Neil: I really like your story because there's similarities to my own. For me, psychoanalysis was a surprise as well. I did not, I.
Set out to be on this path, at least not on purpose, and that's not how it worked for me. The way that I came to it was also in the university. I was in graduate school. I was in the first year of my doctoral program, and at that point, the first class that I had to take as part of that program was a class called The History of Psychological Theory, and that class was taught by a Freudian.
So he had a start by reading Freud, here I was reading the introductory lectures to psychoanalysis and finding myself thinking like, oh my gosh, there's so much in this that.
Makes a lot of sense to me, and I became very hooked. I was very fascinated after that. We read the ego psychologists a little bit less of a fascination for me there. And then after that we moved into object relations and I started [00:04:00] to read Winnicott and I don't think I've ever told you or any of our Lacanian friends about this.
Winnicott was my first love in psychoanalysis. I read Wincott and I was just like smitten. With what was going on in that, right? I was blown away by what I was reading when I was reading this guy. I remember very clearly reading the dedication in his book, playing In reality, the dedication reads this book is dedicated to my patients who have paid to teach me.

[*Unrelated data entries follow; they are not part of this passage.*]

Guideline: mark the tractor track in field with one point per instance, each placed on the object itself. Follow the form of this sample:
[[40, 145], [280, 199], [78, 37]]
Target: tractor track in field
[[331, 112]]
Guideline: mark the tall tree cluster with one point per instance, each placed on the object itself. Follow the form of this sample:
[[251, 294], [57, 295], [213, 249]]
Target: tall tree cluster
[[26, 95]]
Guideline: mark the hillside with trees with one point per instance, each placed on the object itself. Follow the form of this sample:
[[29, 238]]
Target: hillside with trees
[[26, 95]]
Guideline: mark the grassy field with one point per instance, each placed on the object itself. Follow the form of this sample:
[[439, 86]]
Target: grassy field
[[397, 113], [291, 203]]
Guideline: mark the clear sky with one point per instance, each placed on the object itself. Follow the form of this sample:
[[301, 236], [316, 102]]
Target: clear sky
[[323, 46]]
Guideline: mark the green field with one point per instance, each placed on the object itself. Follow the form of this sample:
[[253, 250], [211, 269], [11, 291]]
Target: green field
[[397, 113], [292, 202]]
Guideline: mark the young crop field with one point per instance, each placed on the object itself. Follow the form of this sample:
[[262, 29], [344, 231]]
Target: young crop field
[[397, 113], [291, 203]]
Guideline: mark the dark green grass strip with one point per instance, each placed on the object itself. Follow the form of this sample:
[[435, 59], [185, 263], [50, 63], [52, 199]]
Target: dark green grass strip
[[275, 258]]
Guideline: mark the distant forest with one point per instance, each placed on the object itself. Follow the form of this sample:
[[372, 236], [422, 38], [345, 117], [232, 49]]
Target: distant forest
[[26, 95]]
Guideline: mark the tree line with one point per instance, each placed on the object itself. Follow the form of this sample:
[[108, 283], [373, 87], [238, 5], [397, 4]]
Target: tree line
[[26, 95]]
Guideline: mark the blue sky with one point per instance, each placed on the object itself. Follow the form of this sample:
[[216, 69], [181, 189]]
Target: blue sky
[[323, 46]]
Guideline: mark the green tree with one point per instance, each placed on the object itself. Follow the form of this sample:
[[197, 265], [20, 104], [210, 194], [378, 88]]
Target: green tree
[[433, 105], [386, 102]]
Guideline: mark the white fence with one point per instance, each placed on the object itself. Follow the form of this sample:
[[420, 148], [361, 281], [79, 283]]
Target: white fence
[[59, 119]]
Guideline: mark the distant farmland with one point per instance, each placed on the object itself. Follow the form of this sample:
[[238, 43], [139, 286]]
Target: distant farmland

And I thought that is amazing. There was a another line that has always stuck with me that Winnicott wrote that it is a joy to be hidden and a disaster not to be found. And I thought, wow, that makes sense to me. And I read a ton of it and I can't remember where it was. I was trying to find it in preparation for this conversation today, and I wasn't able to, but I found somewhere this. Reference to Wincott [00:05:00] being on a committee or possibly going to Paris to look into something that was happening there.
What was going on is there was this guy named Jacque Lehan, and he was a part of the school, the SFP, and that school was trying to become a member of the IPA and the IPA. They weren't so sure about this place because there was this guy Lacan, there. He was doing these variable length sessions and he was training people, but they thought, well, maybe he's not training them.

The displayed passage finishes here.